Our first morning in Pretoria was spent at the Department of Justice and Constitutional Development. I was surprised as we walked into the office to see posters hanging up that advertised various rights to each South African citizen, such as sexual orientation and gender. This has been a running theme throughout our stay in the country. Similar posters are hanging in court houses, the Public Protector, and the Human Rights Commission. I’ve met several South Africans who are clearly aware of their rights, afforded to them in the Constitution’s Bill of Rights. Our tour guide, Moses, has experienced check points by the police, in which he told the authorities that if they pull him over, they must pull everyone over.

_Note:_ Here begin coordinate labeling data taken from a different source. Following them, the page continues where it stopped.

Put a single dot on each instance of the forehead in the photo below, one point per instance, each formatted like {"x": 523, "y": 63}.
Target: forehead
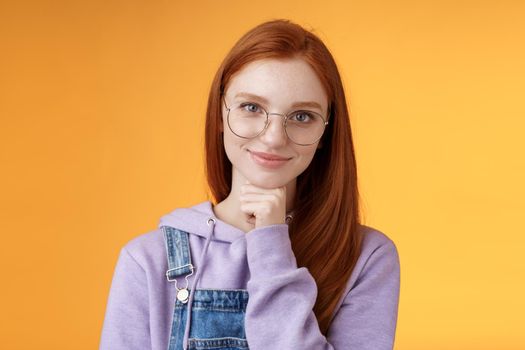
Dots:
{"x": 280, "y": 81}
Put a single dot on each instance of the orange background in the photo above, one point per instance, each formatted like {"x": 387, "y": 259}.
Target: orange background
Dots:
{"x": 102, "y": 106}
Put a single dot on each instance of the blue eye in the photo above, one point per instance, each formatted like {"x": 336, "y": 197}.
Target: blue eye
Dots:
{"x": 302, "y": 117}
{"x": 250, "y": 107}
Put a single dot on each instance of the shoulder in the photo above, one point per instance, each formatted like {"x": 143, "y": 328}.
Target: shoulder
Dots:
{"x": 378, "y": 261}
{"x": 147, "y": 248}
{"x": 374, "y": 240}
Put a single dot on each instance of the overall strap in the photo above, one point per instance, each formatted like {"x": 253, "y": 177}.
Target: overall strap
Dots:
{"x": 178, "y": 252}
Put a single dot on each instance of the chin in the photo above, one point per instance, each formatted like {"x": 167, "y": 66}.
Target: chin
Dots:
{"x": 269, "y": 182}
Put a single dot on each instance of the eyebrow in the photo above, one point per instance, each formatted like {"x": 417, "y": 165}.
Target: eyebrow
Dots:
{"x": 261, "y": 99}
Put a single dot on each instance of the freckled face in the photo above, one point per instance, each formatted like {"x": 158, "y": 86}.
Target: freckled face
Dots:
{"x": 278, "y": 85}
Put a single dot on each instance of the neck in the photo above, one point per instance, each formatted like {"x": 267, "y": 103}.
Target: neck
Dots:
{"x": 229, "y": 210}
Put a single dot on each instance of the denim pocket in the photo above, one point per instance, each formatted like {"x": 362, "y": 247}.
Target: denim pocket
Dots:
{"x": 217, "y": 320}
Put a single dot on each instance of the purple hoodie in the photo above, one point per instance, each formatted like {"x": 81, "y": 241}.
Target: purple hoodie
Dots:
{"x": 261, "y": 261}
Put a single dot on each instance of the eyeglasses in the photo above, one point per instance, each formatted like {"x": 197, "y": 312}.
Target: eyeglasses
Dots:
{"x": 248, "y": 120}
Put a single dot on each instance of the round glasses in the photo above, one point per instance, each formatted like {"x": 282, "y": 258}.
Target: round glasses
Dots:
{"x": 249, "y": 120}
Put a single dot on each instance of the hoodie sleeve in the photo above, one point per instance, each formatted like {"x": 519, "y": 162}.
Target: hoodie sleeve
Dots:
{"x": 126, "y": 324}
{"x": 280, "y": 315}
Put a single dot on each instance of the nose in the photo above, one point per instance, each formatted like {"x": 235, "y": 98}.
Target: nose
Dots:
{"x": 274, "y": 135}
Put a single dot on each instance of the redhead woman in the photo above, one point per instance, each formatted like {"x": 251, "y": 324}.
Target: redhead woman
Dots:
{"x": 278, "y": 259}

While the country is still working on making sure every citizen, including those in the rural areas, is aware of his rights, it’s still in stark contrast to America.
The average US citizen will likely read the Bill of Rights and walk away with one interpretation of what it means. The best way to understand your rights under the US Bill of Rights is to talk to a lawyer, and probably a constitutional lawyer to be safe.

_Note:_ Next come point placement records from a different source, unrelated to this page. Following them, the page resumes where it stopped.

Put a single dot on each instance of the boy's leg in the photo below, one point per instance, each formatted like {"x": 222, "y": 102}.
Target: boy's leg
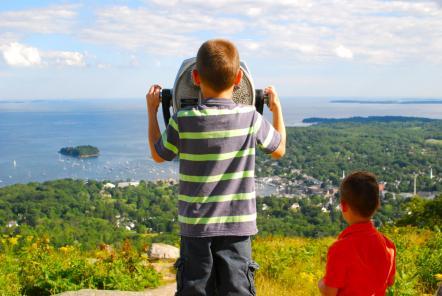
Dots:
{"x": 234, "y": 267}
{"x": 195, "y": 273}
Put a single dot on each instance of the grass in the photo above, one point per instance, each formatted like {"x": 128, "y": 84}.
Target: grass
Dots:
{"x": 434, "y": 142}
{"x": 293, "y": 266}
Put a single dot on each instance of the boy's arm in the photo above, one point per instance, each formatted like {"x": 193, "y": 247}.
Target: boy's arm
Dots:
{"x": 154, "y": 134}
{"x": 326, "y": 290}
{"x": 278, "y": 121}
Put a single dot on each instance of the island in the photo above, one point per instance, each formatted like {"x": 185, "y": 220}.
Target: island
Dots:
{"x": 86, "y": 151}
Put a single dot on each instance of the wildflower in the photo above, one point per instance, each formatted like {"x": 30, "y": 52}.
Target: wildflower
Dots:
{"x": 13, "y": 240}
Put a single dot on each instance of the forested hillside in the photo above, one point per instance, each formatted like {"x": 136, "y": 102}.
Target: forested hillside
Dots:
{"x": 393, "y": 150}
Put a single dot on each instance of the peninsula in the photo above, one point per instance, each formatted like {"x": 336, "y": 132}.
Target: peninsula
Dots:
{"x": 86, "y": 151}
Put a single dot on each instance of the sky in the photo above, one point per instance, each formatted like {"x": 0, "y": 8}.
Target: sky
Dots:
{"x": 305, "y": 48}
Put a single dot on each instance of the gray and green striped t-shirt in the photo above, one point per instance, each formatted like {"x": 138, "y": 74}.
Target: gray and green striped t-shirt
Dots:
{"x": 215, "y": 143}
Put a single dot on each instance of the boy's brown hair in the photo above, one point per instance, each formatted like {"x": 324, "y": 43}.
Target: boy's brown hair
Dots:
{"x": 217, "y": 62}
{"x": 360, "y": 190}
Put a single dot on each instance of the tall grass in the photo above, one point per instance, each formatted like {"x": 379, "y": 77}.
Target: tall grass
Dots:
{"x": 293, "y": 266}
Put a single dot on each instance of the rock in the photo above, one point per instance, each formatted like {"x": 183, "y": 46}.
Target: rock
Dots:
{"x": 163, "y": 251}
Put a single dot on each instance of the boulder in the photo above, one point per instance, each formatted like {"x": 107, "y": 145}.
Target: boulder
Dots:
{"x": 163, "y": 251}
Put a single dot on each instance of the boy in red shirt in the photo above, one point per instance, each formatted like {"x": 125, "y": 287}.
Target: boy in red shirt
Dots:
{"x": 362, "y": 260}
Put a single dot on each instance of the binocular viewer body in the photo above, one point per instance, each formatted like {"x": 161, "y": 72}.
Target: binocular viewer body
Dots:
{"x": 186, "y": 94}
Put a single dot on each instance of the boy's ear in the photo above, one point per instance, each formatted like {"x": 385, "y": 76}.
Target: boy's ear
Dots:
{"x": 196, "y": 77}
{"x": 344, "y": 206}
{"x": 238, "y": 77}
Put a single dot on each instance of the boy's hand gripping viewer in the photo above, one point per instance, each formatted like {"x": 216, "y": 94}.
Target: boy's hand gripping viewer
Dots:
{"x": 185, "y": 93}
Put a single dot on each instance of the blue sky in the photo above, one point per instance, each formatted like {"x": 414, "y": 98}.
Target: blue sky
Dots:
{"x": 306, "y": 48}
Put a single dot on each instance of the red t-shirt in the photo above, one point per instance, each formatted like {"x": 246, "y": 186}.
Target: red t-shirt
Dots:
{"x": 361, "y": 262}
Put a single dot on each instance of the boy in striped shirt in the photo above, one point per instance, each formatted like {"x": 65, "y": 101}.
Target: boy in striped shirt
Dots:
{"x": 216, "y": 143}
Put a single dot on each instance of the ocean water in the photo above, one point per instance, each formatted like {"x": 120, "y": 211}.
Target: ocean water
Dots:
{"x": 32, "y": 132}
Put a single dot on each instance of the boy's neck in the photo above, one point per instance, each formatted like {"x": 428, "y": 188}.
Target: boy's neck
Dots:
{"x": 358, "y": 220}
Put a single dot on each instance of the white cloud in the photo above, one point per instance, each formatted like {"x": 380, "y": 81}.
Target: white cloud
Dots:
{"x": 373, "y": 31}
{"x": 343, "y": 52}
{"x": 65, "y": 58}
{"x": 53, "y": 19}
{"x": 18, "y": 55}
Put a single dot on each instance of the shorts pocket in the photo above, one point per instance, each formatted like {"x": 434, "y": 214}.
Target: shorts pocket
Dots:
{"x": 179, "y": 266}
{"x": 251, "y": 268}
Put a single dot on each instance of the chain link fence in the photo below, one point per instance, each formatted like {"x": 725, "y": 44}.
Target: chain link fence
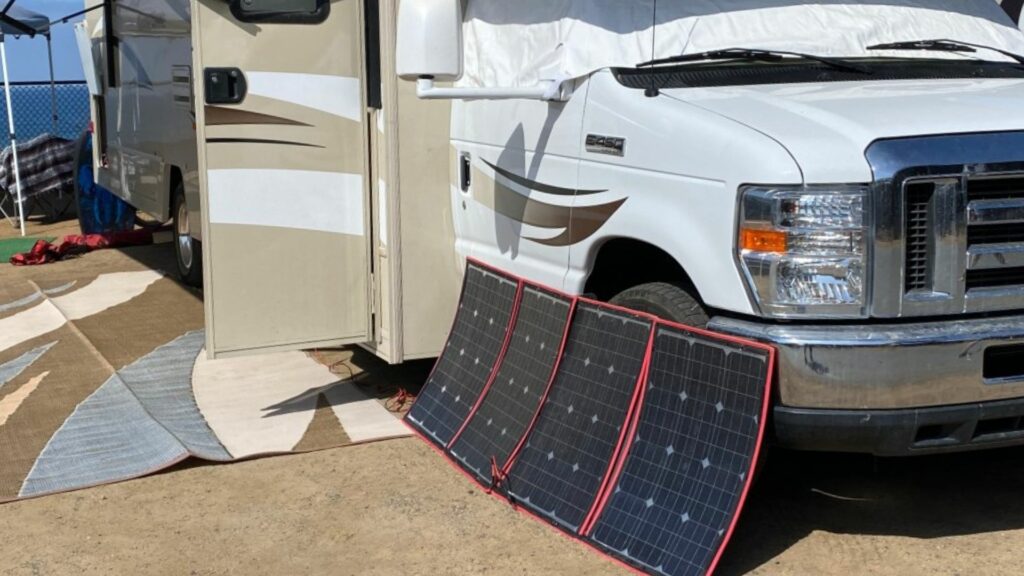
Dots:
{"x": 34, "y": 110}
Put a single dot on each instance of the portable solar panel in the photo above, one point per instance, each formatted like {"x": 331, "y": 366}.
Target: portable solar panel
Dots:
{"x": 688, "y": 464}
{"x": 514, "y": 397}
{"x": 463, "y": 370}
{"x": 566, "y": 456}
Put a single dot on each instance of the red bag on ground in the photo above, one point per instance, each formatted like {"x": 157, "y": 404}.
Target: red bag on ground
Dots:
{"x": 45, "y": 252}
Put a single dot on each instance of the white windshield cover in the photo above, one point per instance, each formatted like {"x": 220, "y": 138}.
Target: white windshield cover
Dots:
{"x": 520, "y": 42}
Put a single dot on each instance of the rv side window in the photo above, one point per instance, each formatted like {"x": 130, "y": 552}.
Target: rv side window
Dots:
{"x": 281, "y": 11}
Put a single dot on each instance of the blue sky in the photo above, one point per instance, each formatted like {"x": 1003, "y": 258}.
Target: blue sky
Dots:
{"x": 27, "y": 56}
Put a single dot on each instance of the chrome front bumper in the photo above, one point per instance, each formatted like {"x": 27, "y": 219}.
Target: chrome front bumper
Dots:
{"x": 886, "y": 367}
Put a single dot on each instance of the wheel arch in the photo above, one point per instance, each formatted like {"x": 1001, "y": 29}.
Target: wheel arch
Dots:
{"x": 622, "y": 262}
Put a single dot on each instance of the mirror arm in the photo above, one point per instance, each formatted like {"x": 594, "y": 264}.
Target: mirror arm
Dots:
{"x": 547, "y": 90}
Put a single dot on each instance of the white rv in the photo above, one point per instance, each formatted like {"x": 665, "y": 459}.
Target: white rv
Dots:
{"x": 844, "y": 179}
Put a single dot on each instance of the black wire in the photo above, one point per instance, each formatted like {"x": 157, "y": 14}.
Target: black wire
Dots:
{"x": 64, "y": 19}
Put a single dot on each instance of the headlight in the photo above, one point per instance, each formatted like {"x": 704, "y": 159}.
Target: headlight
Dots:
{"x": 803, "y": 251}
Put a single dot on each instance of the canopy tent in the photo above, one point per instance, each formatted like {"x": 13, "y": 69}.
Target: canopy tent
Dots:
{"x": 18, "y": 22}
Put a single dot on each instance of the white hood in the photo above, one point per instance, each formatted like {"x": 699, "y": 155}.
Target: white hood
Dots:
{"x": 519, "y": 42}
{"x": 827, "y": 127}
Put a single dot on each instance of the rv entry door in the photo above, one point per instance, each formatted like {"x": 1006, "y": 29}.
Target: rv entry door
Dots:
{"x": 282, "y": 146}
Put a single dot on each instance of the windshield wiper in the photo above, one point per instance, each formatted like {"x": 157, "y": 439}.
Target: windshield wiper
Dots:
{"x": 942, "y": 45}
{"x": 755, "y": 54}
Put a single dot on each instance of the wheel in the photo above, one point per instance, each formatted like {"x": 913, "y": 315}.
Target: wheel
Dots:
{"x": 665, "y": 300}
{"x": 187, "y": 250}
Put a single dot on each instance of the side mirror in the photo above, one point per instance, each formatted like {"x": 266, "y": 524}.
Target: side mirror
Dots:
{"x": 430, "y": 48}
{"x": 429, "y": 39}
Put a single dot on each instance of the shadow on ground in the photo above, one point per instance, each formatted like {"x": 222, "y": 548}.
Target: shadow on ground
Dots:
{"x": 928, "y": 497}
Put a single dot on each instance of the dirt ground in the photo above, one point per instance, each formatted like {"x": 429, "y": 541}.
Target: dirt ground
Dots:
{"x": 396, "y": 507}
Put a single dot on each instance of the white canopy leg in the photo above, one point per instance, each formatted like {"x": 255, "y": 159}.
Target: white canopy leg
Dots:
{"x": 53, "y": 87}
{"x": 10, "y": 126}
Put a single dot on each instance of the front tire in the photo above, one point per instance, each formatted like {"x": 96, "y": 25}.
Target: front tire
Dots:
{"x": 665, "y": 300}
{"x": 187, "y": 250}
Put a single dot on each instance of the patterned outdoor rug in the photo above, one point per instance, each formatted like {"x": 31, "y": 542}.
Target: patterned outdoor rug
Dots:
{"x": 103, "y": 377}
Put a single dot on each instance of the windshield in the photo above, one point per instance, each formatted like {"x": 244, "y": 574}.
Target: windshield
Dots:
{"x": 522, "y": 42}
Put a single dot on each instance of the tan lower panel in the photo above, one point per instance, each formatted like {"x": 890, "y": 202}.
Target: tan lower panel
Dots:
{"x": 301, "y": 293}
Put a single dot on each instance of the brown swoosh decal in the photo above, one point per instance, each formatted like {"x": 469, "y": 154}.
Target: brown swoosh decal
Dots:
{"x": 259, "y": 140}
{"x": 541, "y": 187}
{"x": 586, "y": 221}
{"x": 217, "y": 116}
{"x": 580, "y": 222}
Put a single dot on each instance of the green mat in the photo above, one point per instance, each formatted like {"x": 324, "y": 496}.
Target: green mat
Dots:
{"x": 11, "y": 246}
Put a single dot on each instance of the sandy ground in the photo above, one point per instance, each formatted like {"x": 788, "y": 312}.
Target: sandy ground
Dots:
{"x": 396, "y": 507}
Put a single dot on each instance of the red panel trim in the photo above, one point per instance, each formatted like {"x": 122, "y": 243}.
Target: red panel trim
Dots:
{"x": 547, "y": 391}
{"x": 625, "y": 440}
{"x": 754, "y": 460}
{"x": 513, "y": 319}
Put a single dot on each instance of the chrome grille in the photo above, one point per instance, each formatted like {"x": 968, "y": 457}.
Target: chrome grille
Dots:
{"x": 919, "y": 201}
{"x": 948, "y": 224}
{"x": 995, "y": 232}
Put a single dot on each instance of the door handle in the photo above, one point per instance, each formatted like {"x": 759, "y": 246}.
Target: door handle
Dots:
{"x": 465, "y": 172}
{"x": 224, "y": 85}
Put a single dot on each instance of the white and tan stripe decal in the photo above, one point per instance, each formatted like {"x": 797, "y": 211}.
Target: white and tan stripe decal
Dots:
{"x": 294, "y": 199}
{"x": 339, "y": 95}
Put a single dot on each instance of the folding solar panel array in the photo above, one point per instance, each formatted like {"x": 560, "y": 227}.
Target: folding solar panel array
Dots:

I’ve thought a lot about the relationship South Africans have with their constitution compared to the relationship we have with ours. I think part of it comes down to age. The US Constitution was ratified in 1789 and the Bill of Rights ratified in 1790. Clearly, there are no longer citizens who remember the transition from the Articles of Confederation to the current constitution. When I think about the US Constitution, the image that comes to mind is that of an ancient document protected behind glass in Washington DC. Sure, I’ve got a couple pocket constitutions I use for law school, but even when I read it I’m always struck by the strange spelling and historical grammar. In short, it’s a document that may define my citizenship, but it was written so many generations ago that I often wonder if the Framers had any idea that one day the Constitution would protect a person like me.

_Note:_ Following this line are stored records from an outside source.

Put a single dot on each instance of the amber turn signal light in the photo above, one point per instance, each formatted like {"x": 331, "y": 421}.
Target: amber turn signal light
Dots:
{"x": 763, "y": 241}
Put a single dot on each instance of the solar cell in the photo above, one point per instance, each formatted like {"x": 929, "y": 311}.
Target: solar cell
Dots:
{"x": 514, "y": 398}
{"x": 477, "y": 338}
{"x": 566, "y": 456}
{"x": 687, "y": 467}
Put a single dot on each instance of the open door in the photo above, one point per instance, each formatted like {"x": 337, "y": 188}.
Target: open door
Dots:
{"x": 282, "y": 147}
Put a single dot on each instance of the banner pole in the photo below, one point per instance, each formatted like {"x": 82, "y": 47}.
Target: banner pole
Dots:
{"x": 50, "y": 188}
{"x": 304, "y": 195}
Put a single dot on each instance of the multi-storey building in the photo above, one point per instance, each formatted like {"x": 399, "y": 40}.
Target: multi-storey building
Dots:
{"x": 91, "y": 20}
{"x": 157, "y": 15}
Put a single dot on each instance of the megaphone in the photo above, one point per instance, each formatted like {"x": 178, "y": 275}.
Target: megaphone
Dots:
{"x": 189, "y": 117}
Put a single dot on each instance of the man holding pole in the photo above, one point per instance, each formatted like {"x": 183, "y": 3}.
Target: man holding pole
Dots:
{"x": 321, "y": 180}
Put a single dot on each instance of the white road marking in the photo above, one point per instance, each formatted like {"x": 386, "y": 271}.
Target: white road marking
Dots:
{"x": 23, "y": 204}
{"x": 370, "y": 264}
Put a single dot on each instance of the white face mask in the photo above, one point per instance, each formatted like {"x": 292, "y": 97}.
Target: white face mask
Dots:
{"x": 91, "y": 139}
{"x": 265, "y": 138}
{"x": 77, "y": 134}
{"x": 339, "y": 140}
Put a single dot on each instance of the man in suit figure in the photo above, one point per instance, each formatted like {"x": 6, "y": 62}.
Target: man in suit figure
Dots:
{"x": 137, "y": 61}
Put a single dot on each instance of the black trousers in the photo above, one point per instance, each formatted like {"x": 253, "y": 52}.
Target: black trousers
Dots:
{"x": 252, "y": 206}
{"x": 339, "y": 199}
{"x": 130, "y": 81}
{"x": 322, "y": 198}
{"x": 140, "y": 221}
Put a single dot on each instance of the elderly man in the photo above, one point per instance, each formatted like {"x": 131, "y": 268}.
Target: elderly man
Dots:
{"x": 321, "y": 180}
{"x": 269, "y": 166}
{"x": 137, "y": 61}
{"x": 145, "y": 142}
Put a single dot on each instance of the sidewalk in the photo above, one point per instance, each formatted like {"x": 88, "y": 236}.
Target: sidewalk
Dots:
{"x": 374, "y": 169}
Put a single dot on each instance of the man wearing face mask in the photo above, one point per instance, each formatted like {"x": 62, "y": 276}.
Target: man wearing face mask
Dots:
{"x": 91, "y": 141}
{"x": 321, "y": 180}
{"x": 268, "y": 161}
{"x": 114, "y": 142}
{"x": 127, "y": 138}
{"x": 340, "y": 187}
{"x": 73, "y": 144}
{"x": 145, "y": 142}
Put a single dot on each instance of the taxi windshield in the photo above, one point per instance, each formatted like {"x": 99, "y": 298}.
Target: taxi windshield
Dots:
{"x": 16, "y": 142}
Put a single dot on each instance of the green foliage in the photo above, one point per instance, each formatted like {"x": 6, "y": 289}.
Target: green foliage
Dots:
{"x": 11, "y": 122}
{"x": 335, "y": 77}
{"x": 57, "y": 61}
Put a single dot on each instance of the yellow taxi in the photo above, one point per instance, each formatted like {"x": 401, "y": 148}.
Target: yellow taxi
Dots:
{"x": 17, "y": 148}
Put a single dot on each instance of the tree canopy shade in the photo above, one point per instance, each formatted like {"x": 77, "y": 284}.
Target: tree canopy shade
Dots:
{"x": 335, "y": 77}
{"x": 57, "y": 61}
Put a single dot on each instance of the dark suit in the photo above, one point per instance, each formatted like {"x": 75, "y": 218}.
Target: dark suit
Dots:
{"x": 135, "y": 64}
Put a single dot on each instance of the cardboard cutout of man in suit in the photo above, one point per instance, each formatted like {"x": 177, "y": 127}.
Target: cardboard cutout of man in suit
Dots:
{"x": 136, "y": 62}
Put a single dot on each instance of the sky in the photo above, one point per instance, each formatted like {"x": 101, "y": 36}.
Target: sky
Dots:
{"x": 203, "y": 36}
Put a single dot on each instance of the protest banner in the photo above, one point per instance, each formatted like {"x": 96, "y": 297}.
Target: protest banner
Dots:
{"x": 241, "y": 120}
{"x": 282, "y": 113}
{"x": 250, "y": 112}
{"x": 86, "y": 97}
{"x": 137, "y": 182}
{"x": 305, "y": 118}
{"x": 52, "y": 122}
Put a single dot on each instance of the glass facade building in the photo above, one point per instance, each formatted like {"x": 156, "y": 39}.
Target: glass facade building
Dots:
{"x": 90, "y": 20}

It is absolutely different in South Africa. Even our guide Moses just gave us another three minute history lesson on the transition from apartheid to democracy as we’re driving out of Pretoria. I don’t remember the last time I brought up the Revolutionary War to relate to my voting rights (not that I would have had voting rights at that time). South Africa has a long history: hundreds of years of colonial rule and wars between the British and Boers. But the history that matters most to all South Africans is not even twenty years old. So many South Africans remember life under apartheid that life under this constitution has a significant meaning. I only fear for the future generations of South Africa who may not appreciate their constitution because it’s over 200 years old. At the same time, though, the idea of the South African Constitution lasting that long is a beautiful thought.